Yuan et al. explored ERBB2 exon 20 insertion that is a refractory oncogenic driver, by panel NGS of 59 or 1,021 genes, in 112 lung cancer patients, including 18 patients receiving afatinib treatment. There were 66% of patients having TP53 co-mutation, and FOXA1 was the most prevalent co-amplified gene (in 5.5% of the cases). Patients with co-occurring TP53 mutation showed approximately twice shorter overall survival (OS): median OS of 14.5 versus 30.3 months, p = 0.04. ERBB2 exon 20 insertion also related to shorter progression-free survival (PFS): median PFS of 1.2 versus 4.3 months, p < 0.05.

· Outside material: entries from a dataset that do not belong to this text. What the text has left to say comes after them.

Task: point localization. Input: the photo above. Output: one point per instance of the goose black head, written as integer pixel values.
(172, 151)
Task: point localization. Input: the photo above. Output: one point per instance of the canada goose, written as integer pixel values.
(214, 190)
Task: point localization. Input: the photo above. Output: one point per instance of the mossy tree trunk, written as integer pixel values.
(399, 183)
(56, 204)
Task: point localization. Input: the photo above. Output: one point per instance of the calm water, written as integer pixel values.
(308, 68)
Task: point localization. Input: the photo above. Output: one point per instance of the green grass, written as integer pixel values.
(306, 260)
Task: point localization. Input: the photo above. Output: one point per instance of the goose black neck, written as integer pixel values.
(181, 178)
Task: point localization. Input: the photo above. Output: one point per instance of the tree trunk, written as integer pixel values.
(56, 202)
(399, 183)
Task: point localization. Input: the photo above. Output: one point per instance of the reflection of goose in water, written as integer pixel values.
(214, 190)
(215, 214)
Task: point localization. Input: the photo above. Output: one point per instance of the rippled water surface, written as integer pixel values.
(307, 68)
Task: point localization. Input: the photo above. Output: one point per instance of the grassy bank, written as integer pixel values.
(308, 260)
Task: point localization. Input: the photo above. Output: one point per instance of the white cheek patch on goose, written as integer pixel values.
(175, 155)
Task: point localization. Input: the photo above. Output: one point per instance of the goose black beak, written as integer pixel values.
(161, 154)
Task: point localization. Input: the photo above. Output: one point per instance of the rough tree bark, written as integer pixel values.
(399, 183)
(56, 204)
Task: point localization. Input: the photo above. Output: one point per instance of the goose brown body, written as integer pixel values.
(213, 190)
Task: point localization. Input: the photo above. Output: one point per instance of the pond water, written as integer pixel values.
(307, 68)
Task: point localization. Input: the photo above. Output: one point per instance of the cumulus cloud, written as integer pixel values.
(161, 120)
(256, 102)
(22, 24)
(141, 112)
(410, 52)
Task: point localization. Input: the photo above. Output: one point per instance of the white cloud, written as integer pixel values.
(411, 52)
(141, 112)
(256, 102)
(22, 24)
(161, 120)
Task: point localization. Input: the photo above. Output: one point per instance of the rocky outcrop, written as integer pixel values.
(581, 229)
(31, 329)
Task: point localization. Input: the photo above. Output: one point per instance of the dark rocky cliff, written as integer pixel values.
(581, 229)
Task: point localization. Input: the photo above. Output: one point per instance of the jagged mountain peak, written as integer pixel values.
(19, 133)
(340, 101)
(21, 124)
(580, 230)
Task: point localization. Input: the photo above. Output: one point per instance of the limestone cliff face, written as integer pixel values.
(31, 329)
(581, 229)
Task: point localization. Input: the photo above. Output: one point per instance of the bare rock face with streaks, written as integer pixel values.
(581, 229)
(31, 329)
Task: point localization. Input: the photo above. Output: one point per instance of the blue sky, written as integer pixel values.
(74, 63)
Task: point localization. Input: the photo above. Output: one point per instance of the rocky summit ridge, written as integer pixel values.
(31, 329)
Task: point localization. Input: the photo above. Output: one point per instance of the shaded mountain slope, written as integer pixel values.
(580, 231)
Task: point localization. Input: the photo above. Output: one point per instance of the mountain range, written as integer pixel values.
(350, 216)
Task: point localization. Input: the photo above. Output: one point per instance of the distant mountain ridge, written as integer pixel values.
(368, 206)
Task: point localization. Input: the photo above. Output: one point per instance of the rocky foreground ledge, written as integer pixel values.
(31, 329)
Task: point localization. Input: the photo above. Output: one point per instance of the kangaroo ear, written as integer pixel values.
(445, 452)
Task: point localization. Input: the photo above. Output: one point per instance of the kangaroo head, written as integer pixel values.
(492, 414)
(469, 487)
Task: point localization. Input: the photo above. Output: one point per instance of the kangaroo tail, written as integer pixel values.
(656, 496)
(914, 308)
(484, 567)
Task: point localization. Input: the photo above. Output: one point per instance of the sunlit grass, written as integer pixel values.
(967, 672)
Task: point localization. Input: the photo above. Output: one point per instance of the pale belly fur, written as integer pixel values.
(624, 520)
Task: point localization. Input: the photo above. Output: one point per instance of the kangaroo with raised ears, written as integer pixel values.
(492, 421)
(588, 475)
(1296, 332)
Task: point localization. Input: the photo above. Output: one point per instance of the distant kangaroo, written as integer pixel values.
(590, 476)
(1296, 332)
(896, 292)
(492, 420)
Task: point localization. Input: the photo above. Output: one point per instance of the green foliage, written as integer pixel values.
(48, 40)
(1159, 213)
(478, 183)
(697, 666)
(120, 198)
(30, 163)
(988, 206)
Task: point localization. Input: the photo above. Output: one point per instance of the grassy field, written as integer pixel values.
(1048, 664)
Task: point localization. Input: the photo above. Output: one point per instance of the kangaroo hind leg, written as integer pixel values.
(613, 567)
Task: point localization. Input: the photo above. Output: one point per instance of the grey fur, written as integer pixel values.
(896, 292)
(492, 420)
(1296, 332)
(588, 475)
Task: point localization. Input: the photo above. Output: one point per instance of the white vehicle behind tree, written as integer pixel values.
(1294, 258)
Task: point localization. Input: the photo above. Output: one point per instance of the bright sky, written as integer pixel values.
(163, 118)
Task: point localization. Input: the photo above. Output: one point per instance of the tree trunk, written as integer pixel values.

In a subgroup of 44 cases with ALK gene fusions out of total 1349 lung cancer patients, Liu et al. identified ALK fusion partners using a customized NGS panel. The most common partner was well-known gene EML4, but also a new ALK fusion partner HMBOX1 was identified. The copy number alterations were found in ~30% of the cases, and the most commonly amplified genes were MDM2 and TERT.

Furthermore, Belardinilli et al. used target gene panel sequencing to characterize 639 formalin-fixed paraffin-embedded (FFPE) metastatic colorectal cancer (mCRC) specimens and identified blocks of significantly cooccurring mutations. This led to a novel stratification of mCRC patients in eight groups characterized by specific mutational association patterns, which was validated on a literature dataset of The Cancer Genome Atlas (TCGA) project.

By performing whole-genome sequencing, Gao et al. investigated genetic alterations in spinal schwannoma and identified mutations in ATM, CHD4, FAT1, KMT2D, MED12, NF2, and SUFU genes, and homozygous deletion was observed in NF1, NF2, and CDKN2C. Hippo signaling pathway was most significantly affected by the mutations identified. Shahid et al. used 54-gene panel for target DNA sequencing of 26 acute myeloid leukemia (AML) samples by using ultra-deep NGS with ∼5,000-coverage. Novel somatic mutations were identified, including those repeated in several genetically unrelated cancers, i.e. STAG2 L526F and BCORL1 A400V.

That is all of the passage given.